Podczas wczorajszego spotkania z dziennikarzami sekretarz stanu w MSZ Jan Borkowski, odpowiadając na pytanie „Rz", stwierdził, że resort chce współpracować ze wszystkimi organizacjami pozarządowymi, które dotąd zajmowały się pomocą dla Polonii (jak np. Stowarzyszenie Wspólnota Polska i fundacje Pomoc Polakom na Wschodzie oraz Semper Polonia). Tyle że na innych zasadach.

Do tej pory krajowe organizacje zbierały wnioski o finansowanie od organizacji polonijnych i przekazywały je do Senatu. A ten dzielił posiadane środki, niekoniecznie analizując te wnioski. Teraz MSZ opracowało plan współpracy z Polonią i ustaliło priorytety dla kilku obszarów tematycznych i kilkunastu geograficznych. Według ministra Borkowskiego i dyrektora Departamentu Współpracy z Polonią MSZ Macieja Szymańskiego nastąpi odwrócenie działań: to resort zaproponuje programy, polskie organizacje pozarządowe będą zgłaszać swoje propozycje ich realizacji, a komisja konkursowa będzie je oceniać.
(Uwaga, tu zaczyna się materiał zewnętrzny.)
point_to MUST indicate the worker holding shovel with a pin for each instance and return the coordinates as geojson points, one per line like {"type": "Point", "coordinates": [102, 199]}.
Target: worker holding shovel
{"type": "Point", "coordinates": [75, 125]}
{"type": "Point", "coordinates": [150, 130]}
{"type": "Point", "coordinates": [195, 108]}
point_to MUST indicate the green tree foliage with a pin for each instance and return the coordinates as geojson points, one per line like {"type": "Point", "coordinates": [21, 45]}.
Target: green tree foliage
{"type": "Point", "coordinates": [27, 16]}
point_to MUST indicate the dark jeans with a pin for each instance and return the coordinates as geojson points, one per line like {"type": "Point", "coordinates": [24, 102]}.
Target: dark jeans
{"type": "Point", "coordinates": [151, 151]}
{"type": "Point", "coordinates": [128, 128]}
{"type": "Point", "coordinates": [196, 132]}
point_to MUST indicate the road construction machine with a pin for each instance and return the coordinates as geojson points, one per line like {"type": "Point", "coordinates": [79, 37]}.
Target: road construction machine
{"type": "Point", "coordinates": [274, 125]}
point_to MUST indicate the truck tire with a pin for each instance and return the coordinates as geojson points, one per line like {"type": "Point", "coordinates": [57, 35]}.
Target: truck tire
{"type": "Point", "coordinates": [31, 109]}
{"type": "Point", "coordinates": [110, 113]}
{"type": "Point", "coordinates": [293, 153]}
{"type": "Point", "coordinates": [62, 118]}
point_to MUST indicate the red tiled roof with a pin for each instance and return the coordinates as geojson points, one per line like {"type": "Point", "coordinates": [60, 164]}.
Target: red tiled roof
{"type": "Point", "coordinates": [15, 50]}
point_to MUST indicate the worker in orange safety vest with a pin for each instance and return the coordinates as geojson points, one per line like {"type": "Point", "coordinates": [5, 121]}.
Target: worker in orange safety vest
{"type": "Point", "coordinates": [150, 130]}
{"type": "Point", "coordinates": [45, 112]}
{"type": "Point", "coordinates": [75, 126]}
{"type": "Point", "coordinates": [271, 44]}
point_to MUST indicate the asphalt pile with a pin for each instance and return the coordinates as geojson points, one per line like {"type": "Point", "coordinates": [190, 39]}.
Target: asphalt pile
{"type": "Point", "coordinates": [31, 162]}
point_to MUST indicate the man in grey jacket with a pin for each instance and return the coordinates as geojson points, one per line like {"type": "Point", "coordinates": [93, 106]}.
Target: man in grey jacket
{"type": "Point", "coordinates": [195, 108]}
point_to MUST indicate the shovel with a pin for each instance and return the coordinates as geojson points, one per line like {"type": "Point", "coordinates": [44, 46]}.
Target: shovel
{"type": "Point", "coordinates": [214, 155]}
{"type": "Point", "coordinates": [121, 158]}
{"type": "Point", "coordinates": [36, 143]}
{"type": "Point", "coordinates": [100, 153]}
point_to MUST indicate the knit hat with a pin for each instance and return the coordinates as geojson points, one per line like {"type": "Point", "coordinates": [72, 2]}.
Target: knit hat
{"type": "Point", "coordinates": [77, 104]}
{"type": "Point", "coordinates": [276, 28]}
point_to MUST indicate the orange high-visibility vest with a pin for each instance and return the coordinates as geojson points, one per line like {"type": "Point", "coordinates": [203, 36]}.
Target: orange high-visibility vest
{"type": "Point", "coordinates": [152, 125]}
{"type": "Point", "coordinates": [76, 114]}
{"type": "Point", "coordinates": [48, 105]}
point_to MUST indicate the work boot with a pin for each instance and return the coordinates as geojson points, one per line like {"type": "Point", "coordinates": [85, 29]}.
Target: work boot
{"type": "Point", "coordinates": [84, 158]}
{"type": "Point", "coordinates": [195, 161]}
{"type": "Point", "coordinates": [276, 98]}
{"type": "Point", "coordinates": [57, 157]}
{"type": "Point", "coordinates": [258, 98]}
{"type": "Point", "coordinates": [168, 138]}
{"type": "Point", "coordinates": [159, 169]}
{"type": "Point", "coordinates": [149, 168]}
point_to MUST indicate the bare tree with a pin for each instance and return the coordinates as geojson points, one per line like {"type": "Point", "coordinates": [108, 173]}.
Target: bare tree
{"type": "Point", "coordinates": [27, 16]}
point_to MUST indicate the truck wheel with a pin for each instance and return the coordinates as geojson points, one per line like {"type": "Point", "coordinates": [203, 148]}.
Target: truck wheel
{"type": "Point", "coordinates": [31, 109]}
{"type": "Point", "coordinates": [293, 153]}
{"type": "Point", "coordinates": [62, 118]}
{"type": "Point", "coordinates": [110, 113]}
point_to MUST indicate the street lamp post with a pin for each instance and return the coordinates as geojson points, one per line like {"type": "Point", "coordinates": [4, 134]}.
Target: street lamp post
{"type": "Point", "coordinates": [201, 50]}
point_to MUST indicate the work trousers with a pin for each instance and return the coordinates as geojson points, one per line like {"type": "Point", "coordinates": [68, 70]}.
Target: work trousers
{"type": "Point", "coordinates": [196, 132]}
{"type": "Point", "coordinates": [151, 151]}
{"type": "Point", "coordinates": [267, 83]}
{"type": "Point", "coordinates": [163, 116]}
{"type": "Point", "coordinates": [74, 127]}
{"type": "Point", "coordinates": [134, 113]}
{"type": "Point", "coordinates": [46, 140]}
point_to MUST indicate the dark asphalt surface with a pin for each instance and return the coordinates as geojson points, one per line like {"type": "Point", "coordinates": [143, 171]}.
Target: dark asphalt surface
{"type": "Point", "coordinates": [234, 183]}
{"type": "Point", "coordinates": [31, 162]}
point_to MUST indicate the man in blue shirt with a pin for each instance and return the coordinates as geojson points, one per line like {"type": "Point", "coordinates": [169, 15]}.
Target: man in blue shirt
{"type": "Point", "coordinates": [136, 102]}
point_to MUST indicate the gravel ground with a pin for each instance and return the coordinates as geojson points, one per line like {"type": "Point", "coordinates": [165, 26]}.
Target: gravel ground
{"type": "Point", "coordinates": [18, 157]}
Propozycję MSZ bardzo niechętnie przyjął Senat, ale Sejm raczej przyzna 67 z około 77 mln złotych przeznaczonych na pomoc dla Polonii (w tym 2 na obsługę projektów) dla MSZ, a ok. 10 – Senatowi na kontynuację rozpoczętych inwestycji. Przeciwko są m.in. Kongres Polonii Amerykańskiej i Kongres Polonii Kanadyjskiej. Pytani przez „Rz" działacze polskich organizacji w byłym ZSRR nie chcieli sprawy komentować.